外気で冷えたレンズを湿度のある暖かい部屋に持っていくとどうなるだろう。暖房の効いた室内は暖かいのでたくさんの気体の水を保持している。この、たくさんの気体の水を保持した暖かい空気が冷たいレンズに触れると急激に温度が下がって気体の水を保持できなくなり、あふれ出した液体の水がレンズに付着する。これが結露だ。

観葉植物の写真を撮ろうと思って温室に入ったときにレンズが結露するのはなぜだろう。高温多湿の温室の空気は保持できるギリギリまで水分を保持している。温室に入ったばかりのレンズの温度は当然温室の気温より低いのでレンズ前の空気が保持できる気体の水分量が飽和水蒸気量を超えて結露する。


外で冷えたレンズを室内に持って入るときにゆっくりと室温に戻したほうがいいという説がある。ゆっくりだろうが素早くだろうがレンズの温度が部屋の露点温度より低ければ結露は発生する。しかし内外の温度差が大きいほど水滴は速く大きくなるだろう。温度差が少なければ結露の成長速度は遅いだろう。ゆっくり結露が成長して目に見えるほどになる前にレンズの温度が上がってくればまるで結露しなかったようにみえるだろう。

寒冷地で翌朝撮影に行くときにあらかじめレンズを装着したカメラを外に出して冷やしておいたらいいという説がある。寒い朝に霜が降りるようなことがレンズの表面で発生するかもしれない。レンズの温度が外気温と同じであっても、外気の温度がその場の露点温度より低ければ結露するだろう。
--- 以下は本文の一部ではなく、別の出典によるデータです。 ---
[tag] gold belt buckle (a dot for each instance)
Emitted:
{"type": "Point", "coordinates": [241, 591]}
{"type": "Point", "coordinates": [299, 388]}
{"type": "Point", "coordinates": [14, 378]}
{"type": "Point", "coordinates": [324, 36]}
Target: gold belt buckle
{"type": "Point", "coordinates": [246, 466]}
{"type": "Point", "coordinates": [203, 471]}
要するに湿度が高かろうが低かろうがレンズ表面の空気温度が高いほど飽和水蒸気量は増える。レンズそのものの温度が外気の露点温度より高ければ結露しない。寒冷地に行くときはレンズヒーターを用意しておいたほうがいいかもしれない。

追記:
寒い朝に川の上に湯気が立っているのを見たことがある。川の水が沸騰しているわけでもないのになぜ湯気が立つのだろう。これは川霧といって、気温が0℃前後以下と低く、かつ川の水温が高く、気温と水温との温度差がおよそ8℃以上になるときに発生するらしい。川から蒸発した水蒸気が冷たい空気に触れて結露したものを見ていると言えるかもしれない。